Nanotubes, Circuits Integrated

Researchers at UC Berkeley, in collaboration with scientists at Stanford University, have become the first in the world to grow carbon nanotubes on top of a silicon integrated circuit.

UC Berkeley electrical engineering and computer sciences (EECS) graduate student Yu-Chih Tseng along with Stanford graduate student Ali Javey Stanford, first documented this breakthrough in the January 2004 issue of Nano Letters, an accomplishment which may herald an important advancement in the emerging field of nanotechnology.

The research team led by UC Berkeley EECS professor Jeffrey Bokor and Stanford professor Hongjie Dai, started with a silicon integrated circuit and then deposited iron catalyst particles, embedded a silicon dioxide matrix.

Methane gas and other hydrocarbons were then allowed to pass over the integrated circuit in a reaction chamber. Nanotubes then began to "grow" on top of the integrated circuit.

This breakthrough has further opened the door for future developments on the nanoscale.

The term nanotechnology generally refers to the creation of mechanical or electrical structures on the scale of less than 1,000 nanometers. A carbon nanotube is thousands of times smaller than a human hair and looks like rolled-up chicken wire.

For electrical engineers, carbon nanotubes provide the building block for transistors.
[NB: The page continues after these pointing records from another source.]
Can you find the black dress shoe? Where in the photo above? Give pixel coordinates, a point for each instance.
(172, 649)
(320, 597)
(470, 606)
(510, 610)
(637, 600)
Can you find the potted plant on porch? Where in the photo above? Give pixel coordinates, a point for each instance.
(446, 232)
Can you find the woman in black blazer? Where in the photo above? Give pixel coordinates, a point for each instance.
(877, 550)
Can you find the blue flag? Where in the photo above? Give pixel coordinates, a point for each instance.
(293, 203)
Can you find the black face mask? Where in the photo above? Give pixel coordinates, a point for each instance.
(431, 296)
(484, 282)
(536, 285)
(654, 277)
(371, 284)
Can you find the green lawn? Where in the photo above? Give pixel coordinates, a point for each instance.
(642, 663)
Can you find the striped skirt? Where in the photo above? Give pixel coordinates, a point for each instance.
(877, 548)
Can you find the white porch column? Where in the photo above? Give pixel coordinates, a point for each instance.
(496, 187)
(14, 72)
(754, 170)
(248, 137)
Such transistors could in the future be used to build extremely small electronic devices.

Computer memory would be able to take advantage of the nanotubes' extraordinarily small size as well. This would allow for extremely dense memory chips.

The direct incorporation of the nanotube on integrated circuits is especially important for the development of tiny chemical detectors. Such devices could identify the presence of extremely minute samples of toxic chemicals.

"Lots of work remains to be done before practical integrated circuits made from nanotubes can be realized," said Tseng. "The process of growing these tubes is not very mature. By integrating carbon nanotubes with conventional silicon circuitry, we bring carbon nanotubes-based devices closer to commercial applications."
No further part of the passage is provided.